Bridgestone Corporation (OTCPK:BRDCF)(OTCPK:BRDCY) saw a bit of pressure on some of its more profitable products due to low-priced Thai imports taking the market by storm, with a destocking trend ahead of possible higher tariffs. While Bridgestone is looking more discounted now compared to peers unlike in our previous coverage, and is doing a bit better than some peers in specialty segments, they are still exposed to this Thai import situation and may see another pressured quarter before things more obviously improve. There is also the industrywide pressure emerging on new vehicle demand that looks recessionary.
Latest Earnings
The latest earnings are interesting and we’ll be drawing comparisons to Michelin (OTCPK:MGDDF). Firstly, the H1 looks alright but pressures mounted in the Q2 for Bridgestone.
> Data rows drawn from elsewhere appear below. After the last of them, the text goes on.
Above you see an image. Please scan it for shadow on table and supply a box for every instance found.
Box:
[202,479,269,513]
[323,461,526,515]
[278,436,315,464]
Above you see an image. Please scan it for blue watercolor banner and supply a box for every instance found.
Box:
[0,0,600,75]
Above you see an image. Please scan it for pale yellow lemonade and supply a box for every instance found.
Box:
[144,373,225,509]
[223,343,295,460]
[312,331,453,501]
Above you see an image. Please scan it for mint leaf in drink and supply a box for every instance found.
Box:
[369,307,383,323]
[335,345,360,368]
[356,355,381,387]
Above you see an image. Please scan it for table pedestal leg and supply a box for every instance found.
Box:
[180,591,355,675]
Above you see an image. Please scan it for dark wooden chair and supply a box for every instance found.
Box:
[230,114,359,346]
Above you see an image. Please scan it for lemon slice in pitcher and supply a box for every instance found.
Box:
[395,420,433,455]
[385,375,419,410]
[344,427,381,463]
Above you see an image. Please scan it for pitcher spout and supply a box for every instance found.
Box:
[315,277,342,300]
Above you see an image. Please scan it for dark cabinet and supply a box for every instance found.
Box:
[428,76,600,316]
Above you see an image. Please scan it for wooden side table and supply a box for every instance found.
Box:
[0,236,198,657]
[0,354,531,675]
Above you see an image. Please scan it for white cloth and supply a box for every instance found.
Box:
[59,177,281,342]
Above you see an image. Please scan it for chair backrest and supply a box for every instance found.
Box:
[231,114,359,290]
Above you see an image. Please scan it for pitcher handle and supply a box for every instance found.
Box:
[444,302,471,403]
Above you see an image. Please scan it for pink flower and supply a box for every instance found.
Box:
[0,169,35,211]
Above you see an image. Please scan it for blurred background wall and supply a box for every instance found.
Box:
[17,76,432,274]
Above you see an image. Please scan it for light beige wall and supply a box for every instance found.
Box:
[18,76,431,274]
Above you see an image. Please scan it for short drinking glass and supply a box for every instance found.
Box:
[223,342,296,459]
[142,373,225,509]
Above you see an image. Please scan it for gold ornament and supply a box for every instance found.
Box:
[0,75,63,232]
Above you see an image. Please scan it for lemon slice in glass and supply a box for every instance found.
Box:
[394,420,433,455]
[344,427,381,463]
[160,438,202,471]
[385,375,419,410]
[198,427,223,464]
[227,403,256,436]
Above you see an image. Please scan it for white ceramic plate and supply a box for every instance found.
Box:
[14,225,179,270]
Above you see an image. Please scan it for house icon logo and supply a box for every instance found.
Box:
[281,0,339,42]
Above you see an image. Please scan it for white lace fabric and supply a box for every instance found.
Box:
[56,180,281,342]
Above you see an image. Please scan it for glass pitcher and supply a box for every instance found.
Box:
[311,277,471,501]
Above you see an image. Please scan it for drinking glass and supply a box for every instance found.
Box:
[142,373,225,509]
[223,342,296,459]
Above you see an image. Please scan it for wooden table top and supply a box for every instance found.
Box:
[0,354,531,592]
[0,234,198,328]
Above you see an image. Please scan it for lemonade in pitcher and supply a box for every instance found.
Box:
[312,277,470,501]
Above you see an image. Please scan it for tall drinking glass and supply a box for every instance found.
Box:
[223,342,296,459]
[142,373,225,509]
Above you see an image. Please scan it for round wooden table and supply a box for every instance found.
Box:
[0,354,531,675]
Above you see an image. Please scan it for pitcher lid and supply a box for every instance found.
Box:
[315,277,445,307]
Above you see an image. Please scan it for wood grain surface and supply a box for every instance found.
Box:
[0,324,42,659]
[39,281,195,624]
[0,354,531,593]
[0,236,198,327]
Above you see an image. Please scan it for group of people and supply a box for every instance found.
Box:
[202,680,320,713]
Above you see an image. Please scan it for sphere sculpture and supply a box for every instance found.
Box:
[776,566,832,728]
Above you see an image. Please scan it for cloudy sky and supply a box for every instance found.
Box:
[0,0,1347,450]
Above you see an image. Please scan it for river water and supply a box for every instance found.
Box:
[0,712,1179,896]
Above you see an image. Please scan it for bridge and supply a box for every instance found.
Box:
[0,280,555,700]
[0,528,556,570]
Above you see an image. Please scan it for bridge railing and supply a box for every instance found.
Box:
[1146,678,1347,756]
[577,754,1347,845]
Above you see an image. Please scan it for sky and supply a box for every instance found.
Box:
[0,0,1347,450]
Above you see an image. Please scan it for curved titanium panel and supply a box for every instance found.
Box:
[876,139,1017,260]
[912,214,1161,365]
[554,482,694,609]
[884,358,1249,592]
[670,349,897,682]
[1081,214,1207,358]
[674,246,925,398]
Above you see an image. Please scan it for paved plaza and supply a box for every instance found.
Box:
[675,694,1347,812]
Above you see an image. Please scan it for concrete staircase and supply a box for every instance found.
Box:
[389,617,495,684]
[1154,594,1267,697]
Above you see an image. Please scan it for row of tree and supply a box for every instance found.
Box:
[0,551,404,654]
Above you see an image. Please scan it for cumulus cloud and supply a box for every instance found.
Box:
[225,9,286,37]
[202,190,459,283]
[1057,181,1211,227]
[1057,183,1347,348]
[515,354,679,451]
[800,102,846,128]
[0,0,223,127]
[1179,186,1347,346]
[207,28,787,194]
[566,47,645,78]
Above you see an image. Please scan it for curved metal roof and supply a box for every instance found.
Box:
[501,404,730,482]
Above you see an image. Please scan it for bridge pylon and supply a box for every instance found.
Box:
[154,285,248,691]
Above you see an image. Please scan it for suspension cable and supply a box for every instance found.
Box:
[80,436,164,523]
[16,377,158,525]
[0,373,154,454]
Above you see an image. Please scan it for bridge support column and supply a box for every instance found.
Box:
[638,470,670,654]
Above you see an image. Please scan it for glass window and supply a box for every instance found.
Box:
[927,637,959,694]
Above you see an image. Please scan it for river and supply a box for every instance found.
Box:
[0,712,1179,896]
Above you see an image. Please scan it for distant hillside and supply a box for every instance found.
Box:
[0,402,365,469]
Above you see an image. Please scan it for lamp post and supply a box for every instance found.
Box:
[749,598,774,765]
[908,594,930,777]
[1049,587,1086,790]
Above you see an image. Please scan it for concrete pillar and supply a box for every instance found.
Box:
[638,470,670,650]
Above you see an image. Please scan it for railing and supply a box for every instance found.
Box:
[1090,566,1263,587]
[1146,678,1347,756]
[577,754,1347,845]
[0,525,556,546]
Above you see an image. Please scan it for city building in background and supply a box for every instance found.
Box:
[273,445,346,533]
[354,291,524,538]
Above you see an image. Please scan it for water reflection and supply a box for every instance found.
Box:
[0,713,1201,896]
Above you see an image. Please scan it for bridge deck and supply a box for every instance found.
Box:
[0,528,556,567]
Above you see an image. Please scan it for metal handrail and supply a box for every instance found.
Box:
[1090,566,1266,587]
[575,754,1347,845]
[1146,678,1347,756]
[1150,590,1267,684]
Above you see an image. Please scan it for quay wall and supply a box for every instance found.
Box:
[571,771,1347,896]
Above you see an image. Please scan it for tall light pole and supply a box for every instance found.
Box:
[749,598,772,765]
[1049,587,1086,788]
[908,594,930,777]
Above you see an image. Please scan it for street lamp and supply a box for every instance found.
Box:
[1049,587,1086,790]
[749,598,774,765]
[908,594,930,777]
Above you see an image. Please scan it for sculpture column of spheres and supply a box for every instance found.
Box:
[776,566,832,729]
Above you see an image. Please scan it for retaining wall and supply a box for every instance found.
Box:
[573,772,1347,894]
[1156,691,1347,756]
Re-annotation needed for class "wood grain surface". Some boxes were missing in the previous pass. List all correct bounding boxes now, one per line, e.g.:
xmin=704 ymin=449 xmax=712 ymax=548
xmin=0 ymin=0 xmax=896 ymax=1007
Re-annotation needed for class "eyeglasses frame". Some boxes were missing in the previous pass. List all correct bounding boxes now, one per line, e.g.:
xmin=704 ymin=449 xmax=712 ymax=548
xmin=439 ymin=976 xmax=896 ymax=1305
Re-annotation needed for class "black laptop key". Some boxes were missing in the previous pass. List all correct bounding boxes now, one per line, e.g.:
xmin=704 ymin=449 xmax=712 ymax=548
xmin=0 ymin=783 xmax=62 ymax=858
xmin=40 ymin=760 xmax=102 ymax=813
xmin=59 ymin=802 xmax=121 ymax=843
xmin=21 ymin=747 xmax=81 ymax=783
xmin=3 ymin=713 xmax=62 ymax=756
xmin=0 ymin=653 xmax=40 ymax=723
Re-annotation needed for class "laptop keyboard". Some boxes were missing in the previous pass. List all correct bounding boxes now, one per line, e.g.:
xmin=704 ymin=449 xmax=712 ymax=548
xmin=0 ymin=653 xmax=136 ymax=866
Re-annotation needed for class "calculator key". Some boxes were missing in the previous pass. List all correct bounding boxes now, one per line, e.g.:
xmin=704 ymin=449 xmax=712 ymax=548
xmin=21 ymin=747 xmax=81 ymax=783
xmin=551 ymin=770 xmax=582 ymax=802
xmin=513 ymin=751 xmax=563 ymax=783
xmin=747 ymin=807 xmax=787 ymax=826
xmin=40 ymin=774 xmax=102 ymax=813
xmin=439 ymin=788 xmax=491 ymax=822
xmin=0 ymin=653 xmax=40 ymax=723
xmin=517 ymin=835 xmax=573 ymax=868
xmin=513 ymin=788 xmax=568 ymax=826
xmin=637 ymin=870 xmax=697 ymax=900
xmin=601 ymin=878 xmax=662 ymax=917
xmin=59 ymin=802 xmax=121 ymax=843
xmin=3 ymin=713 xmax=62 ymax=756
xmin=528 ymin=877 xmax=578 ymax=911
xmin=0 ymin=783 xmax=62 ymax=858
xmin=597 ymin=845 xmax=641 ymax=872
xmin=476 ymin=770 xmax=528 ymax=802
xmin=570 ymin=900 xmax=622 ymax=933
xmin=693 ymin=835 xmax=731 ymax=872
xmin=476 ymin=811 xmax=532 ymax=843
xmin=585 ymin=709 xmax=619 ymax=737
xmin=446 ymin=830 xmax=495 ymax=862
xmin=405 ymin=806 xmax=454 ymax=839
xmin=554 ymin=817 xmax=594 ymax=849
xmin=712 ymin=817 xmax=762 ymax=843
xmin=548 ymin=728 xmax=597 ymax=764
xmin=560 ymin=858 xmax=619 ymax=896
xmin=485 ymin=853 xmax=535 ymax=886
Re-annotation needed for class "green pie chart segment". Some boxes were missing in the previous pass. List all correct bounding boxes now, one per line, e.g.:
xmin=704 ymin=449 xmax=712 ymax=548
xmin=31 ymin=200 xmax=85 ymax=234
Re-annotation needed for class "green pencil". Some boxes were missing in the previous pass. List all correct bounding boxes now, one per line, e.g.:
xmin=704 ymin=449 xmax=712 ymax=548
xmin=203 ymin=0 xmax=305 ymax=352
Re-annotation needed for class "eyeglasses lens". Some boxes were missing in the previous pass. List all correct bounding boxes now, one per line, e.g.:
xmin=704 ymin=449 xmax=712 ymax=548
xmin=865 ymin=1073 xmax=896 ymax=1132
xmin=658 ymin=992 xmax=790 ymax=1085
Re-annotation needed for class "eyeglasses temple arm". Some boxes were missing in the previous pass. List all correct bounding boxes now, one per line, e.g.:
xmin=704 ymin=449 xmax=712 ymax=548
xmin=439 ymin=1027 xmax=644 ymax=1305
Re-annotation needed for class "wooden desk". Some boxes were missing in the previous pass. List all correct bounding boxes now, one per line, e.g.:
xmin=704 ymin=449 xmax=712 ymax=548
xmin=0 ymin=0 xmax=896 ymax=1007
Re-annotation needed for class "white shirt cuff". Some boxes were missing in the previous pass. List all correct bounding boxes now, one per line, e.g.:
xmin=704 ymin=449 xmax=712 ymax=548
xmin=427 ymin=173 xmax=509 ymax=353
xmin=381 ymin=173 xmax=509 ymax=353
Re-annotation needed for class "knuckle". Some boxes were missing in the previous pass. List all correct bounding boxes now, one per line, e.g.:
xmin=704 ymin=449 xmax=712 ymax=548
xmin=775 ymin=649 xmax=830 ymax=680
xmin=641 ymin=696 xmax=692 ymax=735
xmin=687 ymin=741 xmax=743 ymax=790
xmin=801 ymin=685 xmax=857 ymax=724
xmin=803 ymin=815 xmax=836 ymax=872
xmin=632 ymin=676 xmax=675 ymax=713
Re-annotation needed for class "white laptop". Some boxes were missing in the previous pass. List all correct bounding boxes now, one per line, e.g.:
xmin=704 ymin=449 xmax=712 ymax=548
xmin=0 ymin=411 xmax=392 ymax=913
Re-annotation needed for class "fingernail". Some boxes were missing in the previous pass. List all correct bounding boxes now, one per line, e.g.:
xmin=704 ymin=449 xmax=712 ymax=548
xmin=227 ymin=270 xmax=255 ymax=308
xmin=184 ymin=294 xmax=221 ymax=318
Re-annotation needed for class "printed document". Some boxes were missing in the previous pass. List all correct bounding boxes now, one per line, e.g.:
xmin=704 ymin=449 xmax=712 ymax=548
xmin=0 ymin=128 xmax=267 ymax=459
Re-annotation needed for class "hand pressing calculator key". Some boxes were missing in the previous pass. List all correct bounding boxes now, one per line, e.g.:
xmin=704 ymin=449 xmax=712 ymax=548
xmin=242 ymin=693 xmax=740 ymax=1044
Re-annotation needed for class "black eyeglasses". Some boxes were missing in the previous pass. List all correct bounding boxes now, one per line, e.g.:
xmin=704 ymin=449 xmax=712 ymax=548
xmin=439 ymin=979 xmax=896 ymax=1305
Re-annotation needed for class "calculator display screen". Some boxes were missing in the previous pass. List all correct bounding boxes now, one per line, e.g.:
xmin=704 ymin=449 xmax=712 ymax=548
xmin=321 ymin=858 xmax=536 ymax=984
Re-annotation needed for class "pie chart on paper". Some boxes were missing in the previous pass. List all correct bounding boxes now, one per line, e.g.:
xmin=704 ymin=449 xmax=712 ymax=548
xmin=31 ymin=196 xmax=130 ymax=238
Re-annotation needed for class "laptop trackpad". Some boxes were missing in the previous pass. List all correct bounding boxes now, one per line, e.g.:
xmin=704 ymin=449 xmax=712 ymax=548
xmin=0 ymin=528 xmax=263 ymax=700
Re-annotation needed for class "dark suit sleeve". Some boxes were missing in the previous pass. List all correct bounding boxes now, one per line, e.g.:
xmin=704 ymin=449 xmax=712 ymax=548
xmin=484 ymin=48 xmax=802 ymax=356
Volumes were under pressure, but comparatively in a decent position compared to peers, but negative mix effects and general competitive pressures in the truck business saw margins in that business suffer meaningfully. Industrial leverage and unit decreases worsened the situation on the operating profits. The Firestone brand for trucks and buses performed relatively weakly because there was a lot of buying in the US market in particular, to which Bridgestone is more exposed than other non-US tyre listings, of low-end imports from Thailand, where a lot of low-cost rubber products are manufactured due to the easy sourcing of raw materials. Furthermore, anticipation of tariffs on these imports, which has already begun with anti-dumping duties in the US but could extend more permanently from October this year, made the buying of substitute products even more extreme in the current quarters as distributors stocked up before it would become more expensive.
Specialty businesses performed quite stably, with stable performance even in mining where Michelin had been seeing some declines on destocking.
The general trends have been increasing natural rubber prices, which are an unavoidable input, as well as generally falling demand for tyres in new vehicles. It’s been particularly bad in Asia which drove the trend for that region’s business.
The Latin American businesses also suffered. While Argentina is dealing with austerity, Brazil, which is an otherwise strong end market, is also highly competitive and has become affected by the low cost importing from Thailand.
Bottom Line
The company is going to generally address the profit pressures with more initiatives to reduce cost and push for their higher margin and price products. Also, the pressure from the low-cost imports should start to subside, probably starting in the coming quarter, but latest after that once the hoarding stops. The issue is that it could create another wave of destocking pressure even after the tariffs on these low cost imports are in in key Bridgestone markets. Also, the continued macroeconomic pressures are a concern, particularly as automotive was for a long time in a suspended state thanks to the pent-up demand in automotive markets still being consumed with production rates having only slowly risen since the semiconductor shortages.
In other words, we aren’t overweight the sector as the macro pressures are becoming evident, and high margin segments in some cases are beginning to see YoY pressure, including mining tyres. For Bridgestone in particular, we note that while there is now a bit of a TTM PE discount to peers like Michelin, of less than 10%, the substantial US and LatAm revenues, where in LatAm the Thai import pressure could continue as these markets tend to be more liberalised for competition from imports, remains an ongoing disadvantage even if some LatAm markets have better prospects than the more developed markets. The possible destocking overhang that could follow the introduction of tariffs also mutes the picture, in addition to issues with the end markets. In all, not especially compelling.